While it is data executives who ultimately purchase a data science and machine learning platform to help teams deliver business value, they are unlikely to be day-to-day users. The users, typically more technical data practitioners, are the ones who deliver use cases and generate tangible value from the platform, justifying its cost. So what exactly are the benefits of using a platform for these users? To illustrate them in practice, we’ll outline three principles of scalable, enterprise-grade AI: moving from individual benefits to a team sport, thinking of analytics as a product, and building to scale.
1. Moving From an Individual to Team Sport Mindset
If data practitioners have only ever done data science in an individual silo, it can be challenging to reframe that mindset. In soccer, for example, a good player is open to the idea that when someone passes her the ball, the best way for the team to score might be to pass it on to someone else instead of trying to score herself! Following that logic, even if a model is first developed by one individual, it is best improved by another team member who will challenge assumptions, unlock new ideas, and improve robustness — these benefits are what platforms like Dataiku create for users. Without a platform, much of peer feedback will focus on narrow technical implementation details, instead of more business value.
From there, the team can decide together what standards must be met to take collective ownership of each model. In practice, this means that when something breaks in production, anyone can fix it, avoiding the exposure created when one specific person is on the hook to fix each model, but is busy on vacation. Taking this principle even further, if different teams across the company (and not just the data science team) align on standards, total resilience increases because people can more easily rotate around teams by plan, or in emergencies. And by encoding these standards in a platform, you avoid data science “busy work,” keep data scientists engaged and excited by the projects they're working on, and satisfy their need to push their capabilities to new levels.

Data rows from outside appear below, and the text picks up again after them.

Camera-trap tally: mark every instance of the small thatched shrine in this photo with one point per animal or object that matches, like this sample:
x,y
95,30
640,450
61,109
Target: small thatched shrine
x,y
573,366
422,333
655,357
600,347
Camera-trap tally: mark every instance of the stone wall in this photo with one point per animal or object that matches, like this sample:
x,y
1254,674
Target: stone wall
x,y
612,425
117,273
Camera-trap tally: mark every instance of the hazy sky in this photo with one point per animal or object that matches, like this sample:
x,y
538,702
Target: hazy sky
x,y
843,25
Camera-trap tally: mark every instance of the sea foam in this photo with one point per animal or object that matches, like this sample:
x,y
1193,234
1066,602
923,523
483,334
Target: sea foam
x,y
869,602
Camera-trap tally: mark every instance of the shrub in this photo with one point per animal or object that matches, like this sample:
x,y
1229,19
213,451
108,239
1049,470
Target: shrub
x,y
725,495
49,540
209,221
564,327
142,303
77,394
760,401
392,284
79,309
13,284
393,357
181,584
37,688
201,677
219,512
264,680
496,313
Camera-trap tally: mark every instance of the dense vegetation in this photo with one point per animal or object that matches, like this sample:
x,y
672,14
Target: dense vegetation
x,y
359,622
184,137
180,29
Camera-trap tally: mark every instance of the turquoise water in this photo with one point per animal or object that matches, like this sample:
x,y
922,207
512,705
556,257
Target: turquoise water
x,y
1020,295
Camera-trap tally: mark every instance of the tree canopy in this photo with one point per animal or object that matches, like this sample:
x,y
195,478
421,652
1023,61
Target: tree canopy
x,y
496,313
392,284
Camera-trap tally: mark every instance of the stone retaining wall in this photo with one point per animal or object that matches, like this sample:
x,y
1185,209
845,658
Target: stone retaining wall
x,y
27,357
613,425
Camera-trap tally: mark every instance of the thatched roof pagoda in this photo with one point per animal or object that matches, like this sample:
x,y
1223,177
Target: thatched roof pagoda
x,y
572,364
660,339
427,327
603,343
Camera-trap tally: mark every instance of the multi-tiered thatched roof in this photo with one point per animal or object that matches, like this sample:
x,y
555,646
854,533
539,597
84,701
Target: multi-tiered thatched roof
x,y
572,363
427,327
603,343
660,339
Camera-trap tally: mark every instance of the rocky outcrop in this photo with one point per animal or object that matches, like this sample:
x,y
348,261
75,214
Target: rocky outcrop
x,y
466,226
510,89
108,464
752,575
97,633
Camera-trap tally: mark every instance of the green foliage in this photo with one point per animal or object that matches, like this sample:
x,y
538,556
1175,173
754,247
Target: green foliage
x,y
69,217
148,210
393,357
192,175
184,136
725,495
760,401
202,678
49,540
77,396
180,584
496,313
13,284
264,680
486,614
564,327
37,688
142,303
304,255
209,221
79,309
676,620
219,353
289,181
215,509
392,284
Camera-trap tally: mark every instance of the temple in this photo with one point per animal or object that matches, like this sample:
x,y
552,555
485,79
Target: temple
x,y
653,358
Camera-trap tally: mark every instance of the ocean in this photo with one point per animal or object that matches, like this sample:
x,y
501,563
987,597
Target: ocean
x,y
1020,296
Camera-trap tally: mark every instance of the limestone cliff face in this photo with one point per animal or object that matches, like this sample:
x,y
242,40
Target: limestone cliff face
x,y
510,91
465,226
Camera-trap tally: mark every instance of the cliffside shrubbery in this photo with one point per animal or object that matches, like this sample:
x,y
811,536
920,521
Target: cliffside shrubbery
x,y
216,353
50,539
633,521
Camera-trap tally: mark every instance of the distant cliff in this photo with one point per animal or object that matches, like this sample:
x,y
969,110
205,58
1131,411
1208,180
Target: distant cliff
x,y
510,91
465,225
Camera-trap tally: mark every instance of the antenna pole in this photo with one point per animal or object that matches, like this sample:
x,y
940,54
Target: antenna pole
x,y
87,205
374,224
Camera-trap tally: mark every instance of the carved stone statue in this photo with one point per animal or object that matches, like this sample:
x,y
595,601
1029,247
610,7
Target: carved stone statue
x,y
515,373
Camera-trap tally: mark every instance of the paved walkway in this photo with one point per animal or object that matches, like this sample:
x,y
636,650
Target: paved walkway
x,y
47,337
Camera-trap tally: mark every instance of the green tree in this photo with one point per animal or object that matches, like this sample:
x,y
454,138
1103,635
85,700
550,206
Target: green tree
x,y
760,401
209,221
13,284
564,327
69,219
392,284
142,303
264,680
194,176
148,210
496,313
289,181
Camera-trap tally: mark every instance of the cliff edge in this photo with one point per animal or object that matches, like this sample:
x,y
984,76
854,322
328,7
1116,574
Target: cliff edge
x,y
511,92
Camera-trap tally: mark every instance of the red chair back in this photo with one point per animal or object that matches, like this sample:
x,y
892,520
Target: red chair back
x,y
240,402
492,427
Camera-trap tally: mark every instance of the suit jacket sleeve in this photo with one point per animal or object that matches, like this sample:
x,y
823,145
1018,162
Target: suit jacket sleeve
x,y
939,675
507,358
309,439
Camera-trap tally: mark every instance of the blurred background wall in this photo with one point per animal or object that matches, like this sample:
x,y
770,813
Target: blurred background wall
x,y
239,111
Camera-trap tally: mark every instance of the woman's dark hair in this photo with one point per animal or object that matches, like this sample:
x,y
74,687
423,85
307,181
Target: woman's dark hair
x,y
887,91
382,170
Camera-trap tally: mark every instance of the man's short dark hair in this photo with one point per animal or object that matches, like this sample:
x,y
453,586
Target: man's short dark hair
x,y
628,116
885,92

2. Thinking of Analytics as a Product
Treating every model the team builds as a data product means the steps taken (from raw data to training, deployment, and retraining) should be clearly understood by any consumer of the product. Not only does this help drive transparency amongst team members, but it can be immensely helpful from an audit and compliance perspective, especially in highly regulated industries. This transparency in turn helps the team accept responsibility to investigate errors themselves first, before throwing up their hands and bringing in IT. The more a model is treated as a self-contained product, which takes responsibility for its end-to-end process, the more team members can succeed with data science as a team sport (with more impact and reliability). Platforms abstract away common underpinnings of individual data products, ensuring more time is spent building and improving models.
Ideally, models-as-data-products will even proactively communicate issues to their consumers. Over time, the goal is that every model becomes a product fully supported by IT, with specific SLAs agreed for every model (whether for internal or external consumption), granting these products appropriate weight in IT decision making. By taking a platform approach to this product scope, team members can easily spot and diagnose when data is drifting and determine how to react and communicate to stakeholders, without having to reinvent their response every time.
3. Building to Scale
Even without any platform, expert data scientists may eventually deliver enough products to realize the short-term benefits of standardization, e.g. shared code environments, CI/CD pipelines, and reusable data assets. They may even commit to invest in refactoring existing products to reduce technical debt, which has a long-term benefit: when they leave, their work is future-proofed and doesn’t send the company into a spiral of things breaking. It stands to reason that those with prior experience solving these challenges will best understand the opportunity cost of building all that from scratch, instead of investing in a platform to deliver those benefits immediately.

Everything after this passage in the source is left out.